Whether you’re upgrading your PC or building a new one altogether, understanding how to choose between the various types of SSDs out there can be a bit confusing. Luckily, it’s actually a lot simpler than it seems and depends mostly on what your hardware will support. In this article, I’ll break down the different form factors and speeds to help you figure out what type of SSD you need to buy for your system.

Types of SSD form factors

The first thing we need to look at is the SSD’s form factor. You’ll see several different form factors available, including M.2 drives, 2.5-inch drives, and even mSATA, PCIe and U.2 SSDs. This confusing mess of options isn’t really all that hard to navigate, as most PCs these days are going to utilize one of two main form factors: M.2. and 2.5-inch drives.

2.5-inch drives look more like your old-school hard drives and will require a SATA cable to run from the drive to your motherboard. Cases usually have space for these to be mounted as well, and this is one of the most common types of drives that you’ll find on the market.

The other most common type is the M.2 SSD. This SSD relies on a special M.2 slot on your motherboard. Most newer motherboards have room for at least one M.2. SSD, though older systems will likely rely on the SATA connections made possible with the 2.5-inch drives.

Lesser common drive types, including the PCIe will require an open PCIe slot on your motherboard (like where the graphics card or wireless card can be inserted). Some older systems and laptops also use U.2 SSDs, and some older compatible hardware will use mSATA. Check what kind of drives your hardware supports before purchasing anything.
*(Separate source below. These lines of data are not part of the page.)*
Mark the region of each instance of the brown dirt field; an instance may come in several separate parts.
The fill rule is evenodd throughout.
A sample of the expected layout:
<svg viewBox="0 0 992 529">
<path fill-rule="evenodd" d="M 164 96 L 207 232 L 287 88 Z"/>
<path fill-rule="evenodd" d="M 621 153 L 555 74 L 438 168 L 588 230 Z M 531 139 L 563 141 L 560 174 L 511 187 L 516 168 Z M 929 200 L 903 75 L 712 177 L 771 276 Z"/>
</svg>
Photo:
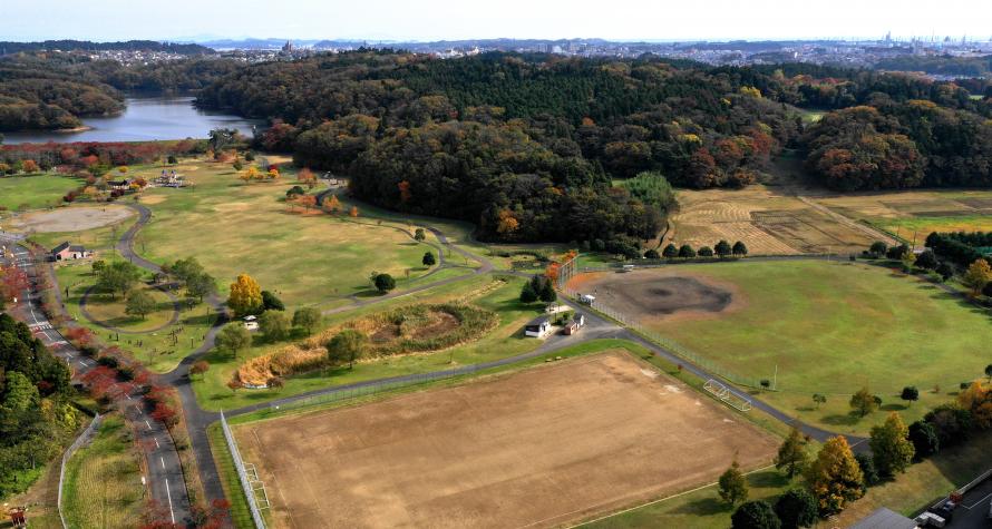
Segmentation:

How to choose a form factor

As I noted above, most current desktop systems are going to offer support for both M.2. and 2.5-inch drives, though the 2.5-inch drives will often be the cheapest option out there. That said, ensure your motherboard has a free M.2 slot before purchasing one. If you’re using an older desktop, then you’ll probably be stuck with a 2.5-inch drive, though you can sometimes add in a PCIe adapter for your M.2 here if you have a PCIe 3.0 slot that is open.
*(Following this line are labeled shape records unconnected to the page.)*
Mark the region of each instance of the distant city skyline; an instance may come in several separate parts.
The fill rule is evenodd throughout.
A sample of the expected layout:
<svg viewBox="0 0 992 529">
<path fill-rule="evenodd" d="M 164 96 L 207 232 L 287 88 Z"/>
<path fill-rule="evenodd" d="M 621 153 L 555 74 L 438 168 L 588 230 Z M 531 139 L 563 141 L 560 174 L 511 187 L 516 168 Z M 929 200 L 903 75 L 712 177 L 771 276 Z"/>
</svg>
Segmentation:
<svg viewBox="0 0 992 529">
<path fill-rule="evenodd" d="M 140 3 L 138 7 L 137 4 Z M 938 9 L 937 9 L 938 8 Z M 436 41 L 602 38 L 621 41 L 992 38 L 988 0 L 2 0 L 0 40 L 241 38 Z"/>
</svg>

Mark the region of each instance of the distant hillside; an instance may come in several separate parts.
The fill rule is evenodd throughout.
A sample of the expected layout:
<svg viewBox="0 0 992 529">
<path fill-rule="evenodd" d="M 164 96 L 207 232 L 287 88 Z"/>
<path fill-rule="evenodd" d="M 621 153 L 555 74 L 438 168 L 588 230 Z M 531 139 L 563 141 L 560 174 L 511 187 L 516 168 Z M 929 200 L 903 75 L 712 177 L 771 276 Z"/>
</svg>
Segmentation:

If you’re trying to upgrade the storage on a laptop, then you’ll have fewer choices. Most laptops will list their specifications online somewhere, though you’ll need to do some research to see if it supports an M.2. slot, 2.5-inch bay, or requires one of the lesser-used types, like a PCIe SSD.

Choosing a speed

Now it’s time to talk about speed. There are two primary speeds that SSDs offer, NVMe and SATA. SATA is the oldest and slowest of the two options. The average read and write speeds here fall within the range of 500MB per second, making them much faster than standard hard drives. Despite being slower than NVMe, these are usually the most recommended SSDs, as they are the most compatible with older systems and are usually the most budget-friendly.
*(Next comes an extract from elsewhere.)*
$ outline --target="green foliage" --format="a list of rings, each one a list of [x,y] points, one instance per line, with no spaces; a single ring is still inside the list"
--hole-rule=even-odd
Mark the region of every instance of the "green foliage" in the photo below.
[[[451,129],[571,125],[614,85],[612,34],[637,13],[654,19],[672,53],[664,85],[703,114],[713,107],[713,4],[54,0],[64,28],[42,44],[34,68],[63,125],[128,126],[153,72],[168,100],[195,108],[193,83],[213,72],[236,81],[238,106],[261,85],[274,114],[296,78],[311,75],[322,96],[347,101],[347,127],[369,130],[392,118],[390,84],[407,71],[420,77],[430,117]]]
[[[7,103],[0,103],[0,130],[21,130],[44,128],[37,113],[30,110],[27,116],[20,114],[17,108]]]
The fastest SSDs, though, come in the form of NVMe SSDs. These SSDs are roughly five to six times faster than a SATA SSD drive, with some newer options reaching ten times the speed, in some cases. The important thing to remember here is that NVMe drives require a PCIe lane in order to integrate with your motherboard. As such, you’ll want to pay special attention to whether or not an NVMe SSD is for a PCIe 3.0 or PCIe 4.0 (sometimes stylized PCIe Gen 4), as your motherboard design will also need to line up with whatever SSD you purchase. For example, the Samsung 990 Pro Series is a M.2 NVMe SSD that runs off PCIe Gen 4.

Just like with form factor, you aren’t always going to get to choose between the two. A lot of times, especially when upgrading, it will all depend on what your current hardware will support. If you’re building a brand-new PC, you get a bit more choice in the matter. Just make sure to double-check that your motherboard and other PC components will support whatever SSD you purchase. In most cases, though, a SATA SSD is going to be your safest choice.